I wrote another script (copying the authentication code from before into a new auth module for reuse), taking the ID of an album on the command line, as well as the name of a file containing item IDs:

 1
 2
 3
 4
 5
 6
 7
 8
 9
10
11
12
13
14
15
16
17
18
19
20
21
22
23
import sys
import googleapiclient.discovery

album_id = sys.argv[1]
item_ids_file = sys.argv[2]

from .auth import credentials

service = googleapiclient.discovery.build('photoslibrary', 'v1', credentials=credentials, static_discovery=False)

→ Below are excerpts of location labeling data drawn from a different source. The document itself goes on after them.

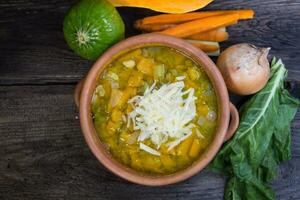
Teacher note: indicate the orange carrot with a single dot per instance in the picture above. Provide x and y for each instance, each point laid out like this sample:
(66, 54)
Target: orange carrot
(151, 27)
(201, 25)
(180, 18)
(207, 47)
(216, 35)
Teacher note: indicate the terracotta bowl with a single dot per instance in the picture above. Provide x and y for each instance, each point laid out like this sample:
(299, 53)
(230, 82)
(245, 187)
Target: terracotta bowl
(225, 129)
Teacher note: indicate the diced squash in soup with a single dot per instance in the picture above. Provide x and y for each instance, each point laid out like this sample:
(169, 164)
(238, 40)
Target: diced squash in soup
(155, 109)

with open(item_ids_file, 'r') as f:
    item_ids = f.readlines()


def chunks():
    # batchAddMediaItems takes no more than 50 items per call
    for i in range(0, len(item_ids), 50):
        yield item_ids[i:i+50]

for chunk in chunks():
    service.albums().batchAddMediaItems(albumId=album_id, body=dict(
        mediaItemIds=chunk
    )).execute()

I created an album manually via the API, and created a file with one ID per line by exporting the results of the above SQL query to a CSV file with only one column (the ID of the item). Unfortunately, this fails with an HTTP 400, complaining that Request contains an invalid media item id. After some experimentation (manually using the API to get a single ID and add it to an album), I realized the problem was an unfortunate but intentional API limitation:

Note that you can only add media items that have been uploaded by your application to albums that your application has created.

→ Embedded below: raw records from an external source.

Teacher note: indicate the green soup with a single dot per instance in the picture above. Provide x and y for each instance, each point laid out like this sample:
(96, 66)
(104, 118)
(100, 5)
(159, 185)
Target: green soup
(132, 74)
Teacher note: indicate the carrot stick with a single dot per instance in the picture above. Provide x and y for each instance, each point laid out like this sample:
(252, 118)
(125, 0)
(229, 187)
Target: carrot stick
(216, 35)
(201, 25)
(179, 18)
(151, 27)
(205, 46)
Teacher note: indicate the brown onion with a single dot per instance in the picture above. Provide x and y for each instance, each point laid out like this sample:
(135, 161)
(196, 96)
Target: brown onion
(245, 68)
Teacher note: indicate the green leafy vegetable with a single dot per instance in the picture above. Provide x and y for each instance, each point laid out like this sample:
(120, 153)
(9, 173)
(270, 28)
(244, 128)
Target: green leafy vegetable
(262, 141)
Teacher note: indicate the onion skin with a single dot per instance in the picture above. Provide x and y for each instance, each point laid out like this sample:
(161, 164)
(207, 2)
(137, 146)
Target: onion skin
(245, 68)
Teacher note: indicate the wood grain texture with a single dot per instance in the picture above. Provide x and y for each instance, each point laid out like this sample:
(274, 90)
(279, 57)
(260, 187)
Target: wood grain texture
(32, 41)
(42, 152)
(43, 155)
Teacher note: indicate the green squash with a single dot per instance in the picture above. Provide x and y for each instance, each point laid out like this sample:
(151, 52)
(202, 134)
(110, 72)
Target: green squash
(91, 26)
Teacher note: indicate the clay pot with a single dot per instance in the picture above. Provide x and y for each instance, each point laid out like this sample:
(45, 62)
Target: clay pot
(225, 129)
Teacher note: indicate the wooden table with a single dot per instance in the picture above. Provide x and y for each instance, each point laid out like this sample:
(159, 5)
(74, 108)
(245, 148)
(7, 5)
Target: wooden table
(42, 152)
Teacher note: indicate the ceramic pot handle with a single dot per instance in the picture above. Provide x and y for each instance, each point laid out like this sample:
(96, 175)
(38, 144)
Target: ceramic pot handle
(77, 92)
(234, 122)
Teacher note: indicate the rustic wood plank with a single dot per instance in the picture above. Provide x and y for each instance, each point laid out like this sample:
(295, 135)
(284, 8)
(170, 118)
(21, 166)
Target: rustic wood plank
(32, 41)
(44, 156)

..so it turns out it’s impossible to do anything useful via the API alone. It might be possible to do this via browser automation like a “delete all photos” tool I happened across, but that’s a bigger hack than I’m interested in right now, so I’m forced to give up on the goal for now.

Other uses of the data

I had a few other ideas of interesting things to do with the database I collected in addition to the desired “remove unwanted thumbnails”:

  • Locate other duplicates by finding images with similar metadata (camera, capture time, ISO equivalent, shutter speed, …). This would probably match raw files that have matching sidecar JPEGs, where I would likely prefer to remove the raws since the JPEGs tend to be better suited to browsing and I don’t use Google Photos as a repository for high-quality originals.
  • Find files that exist in Google Photos but not on my local storage. It’s possible that some files would have been accidentally deleted that I could recover a version of (not the originals, probably) from the web. It’s also possible there would be a lot of false positives of photos that I intentionally deleted and would want to remove from Google, though.

In general, there are some interesting possibilities for ways in which photos data in this form could be swizzled into a helpful outcome, but it’s unfortunate that the APIs provided for Google Photos mean there aren’t many ways the data can be used to any meaningful end.